You probably remember that my father was a charismatic minister and that I’ve said we had many conversations about the fact that I used my ability in the manner in which I do. Also you’ve heard from me that my daddy was frightened of his own God-given talents.
Daddy kept his Bible close to his chair so that when he sat down he could immerse himself in the stories that it held. He could quote most any passage from memory but he couldn’t always allow himself the luxury of thinking and committing the sacrilege of making up his own mind as to what that passage meant. It had to be taken verbatim which always confounded me because the Bible has been translated so many times and man, given any situation, can’t always pass along the information just as it happened even if they’ve seen the event happen themselves. Ask any good policeman.
Another item that kept my attention on daddy’s obsession with the Bible was that he looked at the metaphysical gifts there and was sure they happened, just as was written like Jesus turning the water into wine, but that with Jesus death they stopped.

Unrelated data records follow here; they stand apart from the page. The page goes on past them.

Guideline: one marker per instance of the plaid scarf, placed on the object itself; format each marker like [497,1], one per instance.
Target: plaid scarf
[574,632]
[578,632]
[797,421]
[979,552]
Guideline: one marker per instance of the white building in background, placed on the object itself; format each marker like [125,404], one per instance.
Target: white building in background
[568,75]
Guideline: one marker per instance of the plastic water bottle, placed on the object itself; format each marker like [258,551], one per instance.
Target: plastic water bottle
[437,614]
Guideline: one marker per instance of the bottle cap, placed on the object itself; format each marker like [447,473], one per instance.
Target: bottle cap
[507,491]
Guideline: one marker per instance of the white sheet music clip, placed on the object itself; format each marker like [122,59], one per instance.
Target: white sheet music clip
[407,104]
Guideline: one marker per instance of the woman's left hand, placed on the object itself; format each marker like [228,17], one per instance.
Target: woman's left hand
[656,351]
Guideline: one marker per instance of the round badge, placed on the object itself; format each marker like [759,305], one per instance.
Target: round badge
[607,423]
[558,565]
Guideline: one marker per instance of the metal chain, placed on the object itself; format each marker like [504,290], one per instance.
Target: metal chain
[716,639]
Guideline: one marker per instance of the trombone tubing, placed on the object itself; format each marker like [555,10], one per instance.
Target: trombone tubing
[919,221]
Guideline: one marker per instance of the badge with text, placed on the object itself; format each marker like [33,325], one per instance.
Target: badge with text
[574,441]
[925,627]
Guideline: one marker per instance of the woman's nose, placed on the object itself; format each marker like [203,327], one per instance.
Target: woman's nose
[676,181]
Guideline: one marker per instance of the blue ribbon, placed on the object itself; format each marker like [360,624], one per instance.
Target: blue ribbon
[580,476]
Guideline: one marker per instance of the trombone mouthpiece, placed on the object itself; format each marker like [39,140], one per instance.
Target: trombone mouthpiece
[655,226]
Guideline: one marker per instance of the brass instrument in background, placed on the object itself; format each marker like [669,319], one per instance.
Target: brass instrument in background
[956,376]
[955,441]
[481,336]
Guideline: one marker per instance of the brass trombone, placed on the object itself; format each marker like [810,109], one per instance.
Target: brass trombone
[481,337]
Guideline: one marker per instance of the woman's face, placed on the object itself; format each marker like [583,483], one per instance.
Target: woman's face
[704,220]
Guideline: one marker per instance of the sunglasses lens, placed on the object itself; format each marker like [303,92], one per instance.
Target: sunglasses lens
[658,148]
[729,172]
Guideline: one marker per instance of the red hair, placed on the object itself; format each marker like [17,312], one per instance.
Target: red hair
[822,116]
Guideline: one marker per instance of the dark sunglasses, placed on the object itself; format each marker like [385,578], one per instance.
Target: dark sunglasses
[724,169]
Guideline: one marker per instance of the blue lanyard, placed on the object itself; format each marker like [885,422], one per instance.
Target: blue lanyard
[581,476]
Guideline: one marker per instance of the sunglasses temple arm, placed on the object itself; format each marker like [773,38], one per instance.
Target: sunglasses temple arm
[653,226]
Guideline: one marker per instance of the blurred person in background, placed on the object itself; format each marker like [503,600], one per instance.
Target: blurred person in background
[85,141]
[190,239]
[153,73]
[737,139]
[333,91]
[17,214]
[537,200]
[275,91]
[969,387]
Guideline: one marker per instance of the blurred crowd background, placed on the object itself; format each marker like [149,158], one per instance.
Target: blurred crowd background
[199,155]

Two Biblical passages always came to mind when he said that to me. First that God announced Biblically that He was the same always and forever. And the other that Jesus said quite frankly that all things He could do each of us was capable of too. So, obviously, my father didn’t take his entire Bible as fact like he said or he’d have realized the gifts he received were to be used and not feared, let alone the same today as yesterday.
But I could go on and on about this and it would get us nowhere. The way in which I hurt my father was that I said, like the good Biblical scholar he was, he didn’t spare the rod nor spoil the child. His words to me were, “I was a horrible parent according to what you wrote in your book.”
My answer to this man who gave up so much for me seemed to soothe him. At any rate he forgave me if it didn’t. That response was this, “Daddy, you didn’t make me who I am. I did that but you helped me get here by being the best parent you could have been. Children never agree with all their parents have done and always find something they think wasn’t done correctly when they were children but you gave us love, a home, food on the table and consistence, which is love itself. We knew what you expected and we tried even though sometimes we didn’t quite measure up. I wouldn’t have any other parent over you. You helped me become who I am and I’m grateful for the experience.”
The book that hurt him so badly as a father set proudly next to his Bible so that he could reach out and read passages from both.